The prostatic urethra is lined by transitional epithelium. It is surrounded by the fibromuscular stroma of the prostate gland. It lies on a conical elevation of particularly dense stroma without glands called the colliculus seminalis. The colliculus protrudes into the lumen of the urethra and gives it a crescent shape. The prostatic utriculus, a remnant of the embryonic Mullerian duct, lies in the mass of the colliculus and opens into the urethra. Ejaculatory ducts (the continuations of the vasa deferentia into the prostate) course alongside the utriculus and finally open into the urethra. In addition, there are numerous small openings of the ducts of the prostatic glands into the urethra. (The prostatic glands are described in the Reproduction Block. The sections of the prostate on our slides do not contain the urethra.)

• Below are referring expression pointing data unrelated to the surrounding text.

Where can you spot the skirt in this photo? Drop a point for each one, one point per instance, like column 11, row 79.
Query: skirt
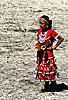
column 46, row 67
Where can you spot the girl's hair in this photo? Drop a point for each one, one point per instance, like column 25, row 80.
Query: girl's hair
column 46, row 18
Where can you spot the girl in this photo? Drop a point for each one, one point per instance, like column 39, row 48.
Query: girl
column 46, row 67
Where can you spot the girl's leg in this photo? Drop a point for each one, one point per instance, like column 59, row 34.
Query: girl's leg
column 53, row 86
column 46, row 86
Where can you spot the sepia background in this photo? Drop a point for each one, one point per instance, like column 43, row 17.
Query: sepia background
column 19, row 21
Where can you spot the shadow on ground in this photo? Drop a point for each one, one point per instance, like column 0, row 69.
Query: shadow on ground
column 57, row 88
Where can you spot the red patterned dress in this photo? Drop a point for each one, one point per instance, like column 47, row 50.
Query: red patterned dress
column 46, row 67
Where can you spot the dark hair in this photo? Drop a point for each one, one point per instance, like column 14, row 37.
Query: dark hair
column 47, row 19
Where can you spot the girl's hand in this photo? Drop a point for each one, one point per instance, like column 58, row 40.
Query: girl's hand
column 51, row 48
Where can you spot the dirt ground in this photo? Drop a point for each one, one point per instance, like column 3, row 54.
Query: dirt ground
column 17, row 48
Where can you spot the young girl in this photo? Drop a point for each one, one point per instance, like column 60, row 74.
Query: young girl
column 46, row 67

The membranous urethra is lined with pseudostratified or stratified columnar epithelium that more closely resembles the epithelium of the genital duct system. It is surrounded by the skeletal muscles of the pelvic and urogenital diaphragms, which form the external (voluntary) sphincter of the urethra.

The penile urethra, like the membranous part, is lined with pseudostratified or stratified columnar epithelium, but it can have patches of stratified squamous epithelium. Where the urethra opens at the tip of the glans, the lumen becomes dilated and star-shaped, and is called the fossa navicularis. The fossa navicularis has stratified squamous epithelium which is continuous with epidermis of the skin.

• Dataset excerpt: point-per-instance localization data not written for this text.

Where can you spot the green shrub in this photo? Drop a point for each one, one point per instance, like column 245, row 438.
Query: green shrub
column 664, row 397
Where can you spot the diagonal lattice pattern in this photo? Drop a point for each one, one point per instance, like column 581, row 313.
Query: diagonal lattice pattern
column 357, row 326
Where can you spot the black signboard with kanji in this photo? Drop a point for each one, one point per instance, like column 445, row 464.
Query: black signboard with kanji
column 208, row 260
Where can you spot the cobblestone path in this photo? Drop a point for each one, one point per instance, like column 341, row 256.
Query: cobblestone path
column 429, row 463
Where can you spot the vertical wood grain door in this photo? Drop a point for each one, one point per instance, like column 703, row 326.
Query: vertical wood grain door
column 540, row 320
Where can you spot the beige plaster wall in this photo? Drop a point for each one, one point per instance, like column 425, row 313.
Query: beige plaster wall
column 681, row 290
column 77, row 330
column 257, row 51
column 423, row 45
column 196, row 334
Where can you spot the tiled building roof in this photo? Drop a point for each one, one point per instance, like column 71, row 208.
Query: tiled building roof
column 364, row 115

The surface of the mucosa of the urethra has many recesses (lacunae of Morgagni) which continue into deeper, branching mucous glands, the glands of Littre. These are best developed in the penile urethra. Mucous cells, singly or in groups, are also found along the surface epithelium.

The penile urethra is surrounded by the erectile tissue of the corpus spongiosum, which contains numerous large, irregular venous spaces separated from each other by trabeculae of fibroelastic connective tissue with numerous smooth muscle fibres.

Female urethra:

The female urethra is short, 3-5 cm in length, extending from the bladder to the vestibule of the vagina, where it terminates just below the clitoris. The mucosa has many longitudinal folds. Near the bladder, the epithelium may be transitional, but for most of the length of the urethra it is stratified squamous. Patches of stratified columnar and pseudostratified columnar epithelium may be seen. Mucus-secreting cells in the mucosal folds, similar to the glands of Littre, are present. Numerous small glands, the para- or periurethral glands, which are homologous to the prostate in the male, open into the urethra. The lamina propria is a highly vascularized layer of connective tissue with many venous sinuses; it resembles the corpus spongiosum. The muscularis has two poorly-defined layers: inner longitudinal and outer circular. Where the urethra penetrates the urogenital diaphragm, the striated muscle of this structure forms the external or voluntary urethral sphincter. The outer adventitia blends with that of the vagina.

Figures for Urethra

Figure 20 shows a low power view of part of the penile urethra. The mucosa has many recesses which continue into the glands of Littré. Several such glands can be seen here. Because they are mucus-secreting, they stain a little paler than the rest of the epithelium. Mucous cells can also be found, singly or in groups, right along the surface epithelium. Although it is hard to tell at this magnification, the area indicated by the asterisk probably contains mucous cells, as the staining is paler there. The penile urethra is surrounded by the erectile tissue of the corpus spongiosum.


Figure 21 shows a higher power view of the epithelium of the penile urethra. Part of the epithelium is stratified columnar. A group of mucous cells is indicated.